ELR Citation: 52 ELR 20095
No(s). 1:20-cv-3438 (TNM) (D.D.C. Aug 11, 2022) (McFadden, J.)

A district court granted in part and denied in part federal agencies' motion to dismiss a NEPA challenge to the Biden Administration's immigration actions. A coalition seeking immigration reform argued that the Department of Homeland Security (DHS), the Department of State, and DOJ failed to follow their respective NEPA procedures by neglecting to perform an EA or an EIS before making or changing immigration policies. The agencies moved to dismiss for lack of subject matter jurisdiction and failure to state a claim.
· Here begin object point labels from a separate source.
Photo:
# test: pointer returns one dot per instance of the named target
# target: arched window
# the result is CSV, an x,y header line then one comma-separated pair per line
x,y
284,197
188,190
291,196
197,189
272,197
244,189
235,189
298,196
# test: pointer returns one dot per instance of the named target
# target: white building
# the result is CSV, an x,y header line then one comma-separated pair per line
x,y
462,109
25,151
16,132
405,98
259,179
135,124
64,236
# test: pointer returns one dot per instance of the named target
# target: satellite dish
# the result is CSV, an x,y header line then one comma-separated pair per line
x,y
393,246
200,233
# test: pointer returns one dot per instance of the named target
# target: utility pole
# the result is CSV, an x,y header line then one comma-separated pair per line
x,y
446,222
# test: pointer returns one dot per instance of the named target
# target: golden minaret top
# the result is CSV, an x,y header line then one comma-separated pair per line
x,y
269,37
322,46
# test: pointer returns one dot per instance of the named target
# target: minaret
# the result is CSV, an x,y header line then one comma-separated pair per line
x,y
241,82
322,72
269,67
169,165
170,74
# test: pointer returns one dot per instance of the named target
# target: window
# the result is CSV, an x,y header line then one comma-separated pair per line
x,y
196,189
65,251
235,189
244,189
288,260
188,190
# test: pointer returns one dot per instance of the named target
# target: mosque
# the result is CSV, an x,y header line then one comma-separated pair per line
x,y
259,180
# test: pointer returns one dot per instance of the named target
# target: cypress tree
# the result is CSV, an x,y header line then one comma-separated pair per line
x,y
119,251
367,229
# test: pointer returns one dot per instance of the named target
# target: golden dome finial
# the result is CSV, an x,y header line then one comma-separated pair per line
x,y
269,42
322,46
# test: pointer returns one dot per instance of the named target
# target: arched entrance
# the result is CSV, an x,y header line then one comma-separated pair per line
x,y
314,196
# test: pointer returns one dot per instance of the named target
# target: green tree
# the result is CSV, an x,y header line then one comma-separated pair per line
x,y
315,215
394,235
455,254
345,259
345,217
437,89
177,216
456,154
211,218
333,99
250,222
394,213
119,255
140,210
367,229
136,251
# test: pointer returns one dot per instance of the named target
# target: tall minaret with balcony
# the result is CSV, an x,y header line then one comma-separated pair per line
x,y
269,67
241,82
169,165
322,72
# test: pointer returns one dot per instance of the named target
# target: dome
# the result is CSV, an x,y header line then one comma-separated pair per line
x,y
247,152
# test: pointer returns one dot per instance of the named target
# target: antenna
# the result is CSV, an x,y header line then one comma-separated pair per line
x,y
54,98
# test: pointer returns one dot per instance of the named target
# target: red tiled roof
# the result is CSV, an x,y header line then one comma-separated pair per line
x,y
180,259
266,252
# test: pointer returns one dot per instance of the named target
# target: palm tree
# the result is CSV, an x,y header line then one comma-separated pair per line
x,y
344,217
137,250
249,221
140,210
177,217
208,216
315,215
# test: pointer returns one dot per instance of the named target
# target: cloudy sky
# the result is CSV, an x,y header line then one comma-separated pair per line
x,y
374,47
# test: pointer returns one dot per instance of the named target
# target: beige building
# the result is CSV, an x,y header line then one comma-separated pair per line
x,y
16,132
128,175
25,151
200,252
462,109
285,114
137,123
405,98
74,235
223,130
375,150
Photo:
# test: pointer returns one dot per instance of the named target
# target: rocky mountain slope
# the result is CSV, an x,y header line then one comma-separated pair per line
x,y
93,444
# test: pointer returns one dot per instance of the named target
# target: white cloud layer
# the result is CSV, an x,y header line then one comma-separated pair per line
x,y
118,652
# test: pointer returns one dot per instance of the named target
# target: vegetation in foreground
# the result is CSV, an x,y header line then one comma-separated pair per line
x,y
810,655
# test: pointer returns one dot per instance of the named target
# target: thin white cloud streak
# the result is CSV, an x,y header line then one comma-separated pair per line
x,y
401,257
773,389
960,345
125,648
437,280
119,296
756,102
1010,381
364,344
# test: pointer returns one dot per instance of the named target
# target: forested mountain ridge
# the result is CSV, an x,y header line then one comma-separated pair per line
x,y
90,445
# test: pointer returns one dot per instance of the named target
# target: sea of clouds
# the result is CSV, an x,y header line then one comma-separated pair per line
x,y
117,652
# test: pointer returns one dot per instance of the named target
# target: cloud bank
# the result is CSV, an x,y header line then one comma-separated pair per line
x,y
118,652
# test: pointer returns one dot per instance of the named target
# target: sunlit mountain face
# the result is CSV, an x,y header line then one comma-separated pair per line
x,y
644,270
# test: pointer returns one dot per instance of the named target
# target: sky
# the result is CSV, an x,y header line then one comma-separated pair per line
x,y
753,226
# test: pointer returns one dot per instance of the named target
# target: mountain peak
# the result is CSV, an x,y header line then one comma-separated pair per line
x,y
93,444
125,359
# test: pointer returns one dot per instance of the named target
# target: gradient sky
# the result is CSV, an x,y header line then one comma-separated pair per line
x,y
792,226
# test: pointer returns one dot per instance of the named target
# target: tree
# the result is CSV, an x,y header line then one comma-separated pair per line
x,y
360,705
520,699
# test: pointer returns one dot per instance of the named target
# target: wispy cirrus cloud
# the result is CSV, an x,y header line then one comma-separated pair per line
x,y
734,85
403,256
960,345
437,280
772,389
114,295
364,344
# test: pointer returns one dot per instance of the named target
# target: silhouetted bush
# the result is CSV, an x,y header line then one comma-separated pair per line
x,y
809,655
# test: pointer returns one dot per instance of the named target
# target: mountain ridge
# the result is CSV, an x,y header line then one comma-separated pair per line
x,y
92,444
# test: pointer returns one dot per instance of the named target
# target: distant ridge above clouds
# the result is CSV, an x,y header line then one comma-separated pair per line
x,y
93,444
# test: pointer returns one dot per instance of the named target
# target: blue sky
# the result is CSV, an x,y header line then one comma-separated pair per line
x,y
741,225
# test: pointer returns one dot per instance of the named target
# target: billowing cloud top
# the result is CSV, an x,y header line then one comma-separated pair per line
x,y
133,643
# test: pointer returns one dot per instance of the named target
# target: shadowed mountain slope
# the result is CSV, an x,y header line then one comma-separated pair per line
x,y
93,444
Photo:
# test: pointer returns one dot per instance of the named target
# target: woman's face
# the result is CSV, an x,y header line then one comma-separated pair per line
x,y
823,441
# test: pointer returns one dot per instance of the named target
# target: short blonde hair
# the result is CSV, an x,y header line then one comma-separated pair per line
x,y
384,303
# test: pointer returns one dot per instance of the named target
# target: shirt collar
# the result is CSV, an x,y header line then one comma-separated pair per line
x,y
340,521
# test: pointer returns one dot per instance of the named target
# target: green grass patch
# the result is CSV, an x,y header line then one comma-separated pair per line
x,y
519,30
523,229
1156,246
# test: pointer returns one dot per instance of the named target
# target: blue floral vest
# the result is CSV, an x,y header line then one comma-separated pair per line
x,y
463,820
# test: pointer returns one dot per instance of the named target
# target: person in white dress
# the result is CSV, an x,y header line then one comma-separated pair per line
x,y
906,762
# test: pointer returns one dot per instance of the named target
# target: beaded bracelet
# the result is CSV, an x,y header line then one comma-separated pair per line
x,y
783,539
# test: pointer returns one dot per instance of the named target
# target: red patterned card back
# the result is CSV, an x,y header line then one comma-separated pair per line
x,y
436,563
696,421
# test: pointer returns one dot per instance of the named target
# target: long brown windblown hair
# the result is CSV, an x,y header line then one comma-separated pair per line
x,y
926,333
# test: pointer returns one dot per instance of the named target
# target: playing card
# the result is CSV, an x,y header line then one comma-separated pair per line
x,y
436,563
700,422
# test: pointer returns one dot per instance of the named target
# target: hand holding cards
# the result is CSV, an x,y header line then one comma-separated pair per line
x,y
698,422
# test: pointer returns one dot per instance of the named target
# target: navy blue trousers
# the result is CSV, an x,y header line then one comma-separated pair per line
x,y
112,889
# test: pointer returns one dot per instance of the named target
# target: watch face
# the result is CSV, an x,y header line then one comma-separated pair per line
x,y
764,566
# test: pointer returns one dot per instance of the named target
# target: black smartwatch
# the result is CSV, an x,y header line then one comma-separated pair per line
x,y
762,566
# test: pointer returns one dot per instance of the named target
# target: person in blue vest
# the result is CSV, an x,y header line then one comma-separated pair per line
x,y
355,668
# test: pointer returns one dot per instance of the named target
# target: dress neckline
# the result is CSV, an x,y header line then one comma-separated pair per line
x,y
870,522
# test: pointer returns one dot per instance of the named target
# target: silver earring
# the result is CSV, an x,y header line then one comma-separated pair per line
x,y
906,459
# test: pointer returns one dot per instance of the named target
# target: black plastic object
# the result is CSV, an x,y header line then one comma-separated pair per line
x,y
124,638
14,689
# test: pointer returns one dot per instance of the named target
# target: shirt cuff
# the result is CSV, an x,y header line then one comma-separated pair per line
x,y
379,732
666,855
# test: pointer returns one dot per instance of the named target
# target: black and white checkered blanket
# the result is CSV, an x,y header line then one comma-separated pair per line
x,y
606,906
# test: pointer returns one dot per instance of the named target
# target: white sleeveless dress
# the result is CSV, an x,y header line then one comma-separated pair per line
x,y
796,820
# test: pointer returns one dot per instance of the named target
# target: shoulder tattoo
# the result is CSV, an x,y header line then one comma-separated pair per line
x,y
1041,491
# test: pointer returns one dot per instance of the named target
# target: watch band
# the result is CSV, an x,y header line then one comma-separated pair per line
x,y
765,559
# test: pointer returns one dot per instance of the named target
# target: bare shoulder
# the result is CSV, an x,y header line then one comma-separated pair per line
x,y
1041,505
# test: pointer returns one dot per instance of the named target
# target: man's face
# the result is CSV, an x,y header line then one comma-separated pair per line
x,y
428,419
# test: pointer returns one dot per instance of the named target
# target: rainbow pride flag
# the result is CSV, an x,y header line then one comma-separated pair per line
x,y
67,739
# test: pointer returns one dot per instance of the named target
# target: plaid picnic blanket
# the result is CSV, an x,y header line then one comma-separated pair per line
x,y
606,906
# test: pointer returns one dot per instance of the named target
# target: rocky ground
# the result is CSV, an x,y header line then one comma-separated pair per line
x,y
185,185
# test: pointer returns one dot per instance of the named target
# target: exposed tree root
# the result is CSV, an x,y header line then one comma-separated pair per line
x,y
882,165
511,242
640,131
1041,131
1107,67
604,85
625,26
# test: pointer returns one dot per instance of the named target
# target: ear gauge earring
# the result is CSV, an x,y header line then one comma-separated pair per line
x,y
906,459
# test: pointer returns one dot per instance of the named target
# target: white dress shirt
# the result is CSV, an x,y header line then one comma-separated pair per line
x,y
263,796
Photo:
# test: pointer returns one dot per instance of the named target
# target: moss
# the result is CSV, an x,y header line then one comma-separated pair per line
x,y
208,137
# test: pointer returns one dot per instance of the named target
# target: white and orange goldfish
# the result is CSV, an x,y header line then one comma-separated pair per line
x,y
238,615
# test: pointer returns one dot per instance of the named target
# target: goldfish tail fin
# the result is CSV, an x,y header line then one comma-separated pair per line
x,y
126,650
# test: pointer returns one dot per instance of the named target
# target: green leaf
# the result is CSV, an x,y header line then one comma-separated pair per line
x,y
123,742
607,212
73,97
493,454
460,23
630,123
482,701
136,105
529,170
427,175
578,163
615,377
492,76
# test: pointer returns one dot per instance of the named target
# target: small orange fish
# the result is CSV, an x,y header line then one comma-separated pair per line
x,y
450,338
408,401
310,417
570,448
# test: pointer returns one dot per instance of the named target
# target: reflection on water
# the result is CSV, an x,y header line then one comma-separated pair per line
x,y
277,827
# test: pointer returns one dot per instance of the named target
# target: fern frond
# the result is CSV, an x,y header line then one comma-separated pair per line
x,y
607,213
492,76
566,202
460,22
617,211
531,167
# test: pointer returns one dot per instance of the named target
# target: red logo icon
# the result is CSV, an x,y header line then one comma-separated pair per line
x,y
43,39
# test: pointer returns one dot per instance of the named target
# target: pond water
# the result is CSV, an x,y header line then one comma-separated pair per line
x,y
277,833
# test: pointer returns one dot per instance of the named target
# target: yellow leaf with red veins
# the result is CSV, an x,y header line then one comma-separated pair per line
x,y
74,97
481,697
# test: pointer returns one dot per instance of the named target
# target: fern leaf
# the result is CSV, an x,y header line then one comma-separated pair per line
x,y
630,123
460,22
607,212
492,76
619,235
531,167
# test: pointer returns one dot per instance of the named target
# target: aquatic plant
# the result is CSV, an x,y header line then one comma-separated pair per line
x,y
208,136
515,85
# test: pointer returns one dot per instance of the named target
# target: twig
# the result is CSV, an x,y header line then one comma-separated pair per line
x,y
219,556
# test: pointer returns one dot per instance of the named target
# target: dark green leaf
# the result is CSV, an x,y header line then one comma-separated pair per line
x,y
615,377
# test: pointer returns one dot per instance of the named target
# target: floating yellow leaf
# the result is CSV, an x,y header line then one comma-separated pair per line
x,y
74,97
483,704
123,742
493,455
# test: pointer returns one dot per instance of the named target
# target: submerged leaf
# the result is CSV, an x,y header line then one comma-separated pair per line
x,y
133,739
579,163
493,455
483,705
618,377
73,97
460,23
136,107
The court found that it had jurisdiction to hear all but two of plaintiffs' claims: that DHS' instruction manual violated NEPA and that the agencies should have prepared a programmatic EIS for the immigration-related actions. It determined that DHS' instruction manual did not qualify as "final agency action" because it neither created new obligations nor had legal consequences, and that the challenged "program" was not a "discrete" agency action but rather a collection of numerous agency actions that plaintiffs were challenging individually. It dismissed those claims as unreviewable under the APA, and denied the agencies' motion in all other respects.